• Sala de columnas
  • Manuel Jabois

Cuando tontos, tontos

UNA de las razones por las que a mí nunca me verán en los juzgados por asuntos de dinero es porque me costaría muchísimo hacerme el ingenuo. Menos que serlo, ciertamente. Pero uno tiene su vanidad. Quiero decir que no podría pasar delante de todo el país como un sujetavelas de mi propia empresa, ni admitir que mi socio me la jugaba ni considerar que no me enteraba de nada, como si yo ahí dentro hubiese sido el botones tonto. Sin embargo la conducta se repite siempre ante el juez; primero uno se aprovisiona de gran autoestima para presentarse ante la sociedad como un próspero hombre de negocios con palacete urbano, y acaba recorriendo el camino inverso sin importarle el qué dirán.
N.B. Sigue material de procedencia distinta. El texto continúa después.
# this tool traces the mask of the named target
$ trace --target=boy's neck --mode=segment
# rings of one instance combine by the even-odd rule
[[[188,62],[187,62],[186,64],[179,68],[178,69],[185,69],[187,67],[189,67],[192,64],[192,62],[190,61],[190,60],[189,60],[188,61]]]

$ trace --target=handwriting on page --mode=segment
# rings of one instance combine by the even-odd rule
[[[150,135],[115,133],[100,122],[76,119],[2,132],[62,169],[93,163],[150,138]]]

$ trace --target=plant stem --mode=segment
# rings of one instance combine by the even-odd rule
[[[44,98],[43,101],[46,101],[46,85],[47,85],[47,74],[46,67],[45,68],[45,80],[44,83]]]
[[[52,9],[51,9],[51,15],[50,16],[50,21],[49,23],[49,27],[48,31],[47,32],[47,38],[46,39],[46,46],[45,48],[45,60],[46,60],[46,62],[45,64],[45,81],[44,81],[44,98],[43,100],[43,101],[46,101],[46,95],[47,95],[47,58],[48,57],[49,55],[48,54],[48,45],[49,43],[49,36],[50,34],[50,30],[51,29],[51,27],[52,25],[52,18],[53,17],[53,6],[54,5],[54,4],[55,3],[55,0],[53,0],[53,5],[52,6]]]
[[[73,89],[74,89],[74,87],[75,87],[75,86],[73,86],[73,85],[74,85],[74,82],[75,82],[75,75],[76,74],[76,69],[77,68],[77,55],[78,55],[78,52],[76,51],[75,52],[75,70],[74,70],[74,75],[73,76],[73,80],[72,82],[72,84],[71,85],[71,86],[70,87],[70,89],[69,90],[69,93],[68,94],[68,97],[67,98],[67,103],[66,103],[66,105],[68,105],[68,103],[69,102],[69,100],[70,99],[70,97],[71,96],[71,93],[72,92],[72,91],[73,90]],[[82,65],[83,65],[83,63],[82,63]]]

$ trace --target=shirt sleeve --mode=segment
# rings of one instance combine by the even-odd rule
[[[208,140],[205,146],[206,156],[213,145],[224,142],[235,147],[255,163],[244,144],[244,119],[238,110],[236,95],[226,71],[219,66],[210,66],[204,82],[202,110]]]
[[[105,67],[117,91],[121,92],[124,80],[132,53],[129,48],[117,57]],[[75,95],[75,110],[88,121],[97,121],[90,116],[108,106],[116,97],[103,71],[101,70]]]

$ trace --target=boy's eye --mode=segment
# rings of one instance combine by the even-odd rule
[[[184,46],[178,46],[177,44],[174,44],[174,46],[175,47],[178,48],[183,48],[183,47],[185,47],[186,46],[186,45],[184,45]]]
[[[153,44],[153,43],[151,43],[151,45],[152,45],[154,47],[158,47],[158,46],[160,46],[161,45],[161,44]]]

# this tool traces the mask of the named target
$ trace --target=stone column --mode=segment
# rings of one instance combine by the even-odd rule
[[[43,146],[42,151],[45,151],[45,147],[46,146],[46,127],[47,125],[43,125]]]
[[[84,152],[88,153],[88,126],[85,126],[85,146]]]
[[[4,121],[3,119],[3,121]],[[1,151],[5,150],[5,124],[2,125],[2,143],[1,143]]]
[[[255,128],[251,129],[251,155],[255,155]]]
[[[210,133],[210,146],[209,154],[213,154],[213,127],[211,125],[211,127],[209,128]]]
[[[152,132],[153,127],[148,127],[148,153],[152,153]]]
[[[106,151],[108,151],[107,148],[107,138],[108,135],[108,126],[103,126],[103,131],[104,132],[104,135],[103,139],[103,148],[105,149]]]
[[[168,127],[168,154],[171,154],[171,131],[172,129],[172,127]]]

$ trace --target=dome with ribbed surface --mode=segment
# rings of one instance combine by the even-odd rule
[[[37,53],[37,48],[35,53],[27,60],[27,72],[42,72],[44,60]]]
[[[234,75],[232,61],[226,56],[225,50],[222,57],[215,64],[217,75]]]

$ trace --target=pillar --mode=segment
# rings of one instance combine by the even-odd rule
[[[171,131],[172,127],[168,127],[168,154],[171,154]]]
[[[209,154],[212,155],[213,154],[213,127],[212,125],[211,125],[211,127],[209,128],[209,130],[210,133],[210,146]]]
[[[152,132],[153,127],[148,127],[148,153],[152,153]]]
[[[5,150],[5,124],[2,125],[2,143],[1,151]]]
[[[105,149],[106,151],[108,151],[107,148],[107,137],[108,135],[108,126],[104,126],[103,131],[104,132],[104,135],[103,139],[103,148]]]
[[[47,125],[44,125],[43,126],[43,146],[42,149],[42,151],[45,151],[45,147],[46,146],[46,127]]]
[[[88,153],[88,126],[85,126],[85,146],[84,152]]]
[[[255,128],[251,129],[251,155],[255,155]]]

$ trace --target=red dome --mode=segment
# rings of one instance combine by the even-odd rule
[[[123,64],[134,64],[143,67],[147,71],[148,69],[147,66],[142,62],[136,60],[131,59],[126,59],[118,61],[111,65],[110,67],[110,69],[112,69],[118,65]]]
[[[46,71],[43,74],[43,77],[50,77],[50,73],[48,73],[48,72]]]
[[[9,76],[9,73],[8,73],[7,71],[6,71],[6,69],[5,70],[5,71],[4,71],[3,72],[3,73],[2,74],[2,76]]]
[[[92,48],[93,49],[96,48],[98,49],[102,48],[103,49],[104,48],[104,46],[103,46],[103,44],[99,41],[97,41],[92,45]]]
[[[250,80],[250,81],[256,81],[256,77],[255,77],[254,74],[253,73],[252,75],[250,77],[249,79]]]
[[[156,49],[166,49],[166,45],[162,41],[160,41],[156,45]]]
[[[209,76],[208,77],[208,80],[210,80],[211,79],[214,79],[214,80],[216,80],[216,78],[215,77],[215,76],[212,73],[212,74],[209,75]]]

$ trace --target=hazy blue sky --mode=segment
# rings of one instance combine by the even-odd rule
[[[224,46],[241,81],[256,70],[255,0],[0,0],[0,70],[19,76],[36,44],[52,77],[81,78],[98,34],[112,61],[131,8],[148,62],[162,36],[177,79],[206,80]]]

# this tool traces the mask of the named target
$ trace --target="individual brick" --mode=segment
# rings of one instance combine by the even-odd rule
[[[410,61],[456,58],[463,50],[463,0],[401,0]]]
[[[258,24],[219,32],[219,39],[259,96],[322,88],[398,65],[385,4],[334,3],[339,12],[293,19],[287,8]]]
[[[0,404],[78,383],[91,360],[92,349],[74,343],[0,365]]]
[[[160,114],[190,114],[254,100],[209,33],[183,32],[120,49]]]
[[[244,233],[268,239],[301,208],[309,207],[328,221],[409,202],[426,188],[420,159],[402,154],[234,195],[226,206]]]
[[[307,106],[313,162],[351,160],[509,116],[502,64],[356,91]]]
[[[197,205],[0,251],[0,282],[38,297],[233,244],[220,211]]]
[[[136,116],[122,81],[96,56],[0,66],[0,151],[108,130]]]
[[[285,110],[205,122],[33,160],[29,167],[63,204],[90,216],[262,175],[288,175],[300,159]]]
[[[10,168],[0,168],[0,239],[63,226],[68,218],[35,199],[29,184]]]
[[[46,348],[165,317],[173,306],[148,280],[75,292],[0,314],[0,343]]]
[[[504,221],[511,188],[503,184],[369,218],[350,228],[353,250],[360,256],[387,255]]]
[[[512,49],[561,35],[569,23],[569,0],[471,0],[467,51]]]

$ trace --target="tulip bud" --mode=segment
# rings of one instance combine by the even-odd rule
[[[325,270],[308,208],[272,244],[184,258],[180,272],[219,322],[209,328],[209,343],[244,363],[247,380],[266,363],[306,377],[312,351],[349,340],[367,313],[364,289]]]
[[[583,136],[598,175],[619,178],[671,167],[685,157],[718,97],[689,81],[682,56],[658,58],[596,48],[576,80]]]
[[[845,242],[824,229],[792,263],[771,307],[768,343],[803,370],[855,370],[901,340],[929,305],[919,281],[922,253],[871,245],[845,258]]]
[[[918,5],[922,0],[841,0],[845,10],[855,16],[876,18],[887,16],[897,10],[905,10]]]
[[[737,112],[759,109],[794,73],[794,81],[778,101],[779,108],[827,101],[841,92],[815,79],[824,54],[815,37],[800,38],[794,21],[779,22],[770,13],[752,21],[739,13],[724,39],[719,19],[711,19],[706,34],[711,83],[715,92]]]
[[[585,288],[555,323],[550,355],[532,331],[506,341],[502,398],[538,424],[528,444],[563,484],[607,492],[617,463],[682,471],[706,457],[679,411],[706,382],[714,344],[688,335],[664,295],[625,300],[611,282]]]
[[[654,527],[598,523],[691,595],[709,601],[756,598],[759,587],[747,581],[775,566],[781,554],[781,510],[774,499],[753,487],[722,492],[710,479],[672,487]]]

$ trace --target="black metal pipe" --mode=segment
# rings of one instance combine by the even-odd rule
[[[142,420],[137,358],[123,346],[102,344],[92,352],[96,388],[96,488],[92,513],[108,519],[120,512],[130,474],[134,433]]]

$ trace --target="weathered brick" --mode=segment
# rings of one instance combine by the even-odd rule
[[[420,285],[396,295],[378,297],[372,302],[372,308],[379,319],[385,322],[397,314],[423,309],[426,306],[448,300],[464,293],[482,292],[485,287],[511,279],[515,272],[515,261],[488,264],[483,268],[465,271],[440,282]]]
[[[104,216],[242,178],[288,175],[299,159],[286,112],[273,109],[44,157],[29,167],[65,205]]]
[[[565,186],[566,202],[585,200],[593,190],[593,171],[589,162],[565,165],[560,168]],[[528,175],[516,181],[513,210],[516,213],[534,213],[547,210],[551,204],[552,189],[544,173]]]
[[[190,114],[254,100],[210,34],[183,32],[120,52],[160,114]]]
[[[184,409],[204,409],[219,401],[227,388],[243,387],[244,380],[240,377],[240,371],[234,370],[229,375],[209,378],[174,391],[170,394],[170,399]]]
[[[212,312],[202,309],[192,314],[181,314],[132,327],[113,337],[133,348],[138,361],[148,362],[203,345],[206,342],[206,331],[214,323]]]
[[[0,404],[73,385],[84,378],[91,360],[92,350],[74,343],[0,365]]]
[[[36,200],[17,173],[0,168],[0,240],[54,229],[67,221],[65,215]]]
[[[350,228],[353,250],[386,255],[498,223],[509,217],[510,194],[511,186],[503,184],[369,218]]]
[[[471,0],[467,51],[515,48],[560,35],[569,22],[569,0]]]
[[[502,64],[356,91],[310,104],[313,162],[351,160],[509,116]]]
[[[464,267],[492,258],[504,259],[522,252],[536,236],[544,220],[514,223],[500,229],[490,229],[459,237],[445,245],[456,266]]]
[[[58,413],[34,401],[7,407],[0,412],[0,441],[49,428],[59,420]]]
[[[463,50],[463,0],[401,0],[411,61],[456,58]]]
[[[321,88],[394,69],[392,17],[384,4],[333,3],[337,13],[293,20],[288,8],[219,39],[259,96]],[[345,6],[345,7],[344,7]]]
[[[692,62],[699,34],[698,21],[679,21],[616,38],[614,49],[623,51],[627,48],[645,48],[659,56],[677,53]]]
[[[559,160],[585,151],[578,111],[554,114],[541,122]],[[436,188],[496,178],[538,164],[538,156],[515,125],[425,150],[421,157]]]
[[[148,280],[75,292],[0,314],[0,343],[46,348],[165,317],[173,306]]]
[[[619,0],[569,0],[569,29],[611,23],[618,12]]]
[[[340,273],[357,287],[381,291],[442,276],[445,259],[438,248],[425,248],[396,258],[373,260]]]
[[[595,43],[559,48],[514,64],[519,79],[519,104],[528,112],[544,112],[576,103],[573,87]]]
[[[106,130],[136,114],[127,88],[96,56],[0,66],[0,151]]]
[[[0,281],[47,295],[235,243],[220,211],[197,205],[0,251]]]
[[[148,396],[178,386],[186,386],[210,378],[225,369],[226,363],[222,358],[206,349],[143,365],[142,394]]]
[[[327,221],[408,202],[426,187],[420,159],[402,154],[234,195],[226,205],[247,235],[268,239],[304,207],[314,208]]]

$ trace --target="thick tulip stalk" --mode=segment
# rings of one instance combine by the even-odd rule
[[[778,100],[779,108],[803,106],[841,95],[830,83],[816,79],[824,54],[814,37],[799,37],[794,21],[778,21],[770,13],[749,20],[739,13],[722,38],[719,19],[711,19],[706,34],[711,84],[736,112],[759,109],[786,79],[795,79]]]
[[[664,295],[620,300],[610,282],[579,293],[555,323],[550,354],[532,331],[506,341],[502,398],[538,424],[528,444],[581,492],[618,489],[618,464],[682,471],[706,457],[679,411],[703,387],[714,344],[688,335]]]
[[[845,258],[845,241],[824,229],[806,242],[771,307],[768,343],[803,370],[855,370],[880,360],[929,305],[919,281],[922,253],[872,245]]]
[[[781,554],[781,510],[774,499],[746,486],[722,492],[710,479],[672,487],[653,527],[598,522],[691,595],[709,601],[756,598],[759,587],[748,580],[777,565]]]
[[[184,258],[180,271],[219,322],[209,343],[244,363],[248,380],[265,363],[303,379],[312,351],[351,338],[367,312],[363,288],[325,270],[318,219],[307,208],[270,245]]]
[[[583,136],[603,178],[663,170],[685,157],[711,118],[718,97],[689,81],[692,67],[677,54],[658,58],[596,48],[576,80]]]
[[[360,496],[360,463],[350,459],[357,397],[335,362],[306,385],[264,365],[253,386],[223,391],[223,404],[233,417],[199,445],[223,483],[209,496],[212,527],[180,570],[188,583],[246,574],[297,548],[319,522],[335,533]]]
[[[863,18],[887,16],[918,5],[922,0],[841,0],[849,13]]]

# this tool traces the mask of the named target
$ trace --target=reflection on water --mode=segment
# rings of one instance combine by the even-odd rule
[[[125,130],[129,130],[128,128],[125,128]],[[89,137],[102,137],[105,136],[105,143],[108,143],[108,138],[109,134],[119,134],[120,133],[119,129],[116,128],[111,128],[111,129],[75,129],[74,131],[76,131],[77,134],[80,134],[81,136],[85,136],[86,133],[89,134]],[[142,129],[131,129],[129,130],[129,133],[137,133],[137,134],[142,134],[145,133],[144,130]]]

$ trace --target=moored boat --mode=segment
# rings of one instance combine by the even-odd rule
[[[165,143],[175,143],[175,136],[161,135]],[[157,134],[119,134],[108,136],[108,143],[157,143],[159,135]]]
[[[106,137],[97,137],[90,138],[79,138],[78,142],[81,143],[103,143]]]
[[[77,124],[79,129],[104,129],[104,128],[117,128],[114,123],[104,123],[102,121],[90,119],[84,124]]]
Uno podría decirse: «¿Pero no se presentaba como responsable de todo? ¡Si era el camarero!». No le compro el trago a Urdangarin, ni a otros imputados que recorren los juzgados estos años a la manera del capo Manolo Charlín, que dirigía el desembarco de toneladas de hachís y cuando lo llevaban a comisaría se calaba la boina y decía que lo suyo eran las vacas. Había tanto desparpajo en Charlín que resultaba simpático, con sus gafas de Junior Soprano. Los balbuceos de ahora y el desconocimiento general de lo que pasaba en el propio matrimonio, sin ser nuevos, son lastimosos. Se podrá aducir que la ingenuidad es una manera torticera de llegar más rápido al objetivo, que es la reducción de la condena, pero hay que tener suficiente temperamento. Todo conduce a la pose. La pose al fin y al cabo es la que provocó el delito y con pose se aspira a no dejar rastro de él. En el fondo el sedimento tradicional de la corrupción es el todo vale, incluidos los orgullos personales. Para apuntalarlos en el negocio en síntesis pija y para batirlos en retirada. Cuando listos, listos; cuando tontos, tontos. Y al final no se sabe si fingen ahora o es que fingían antes.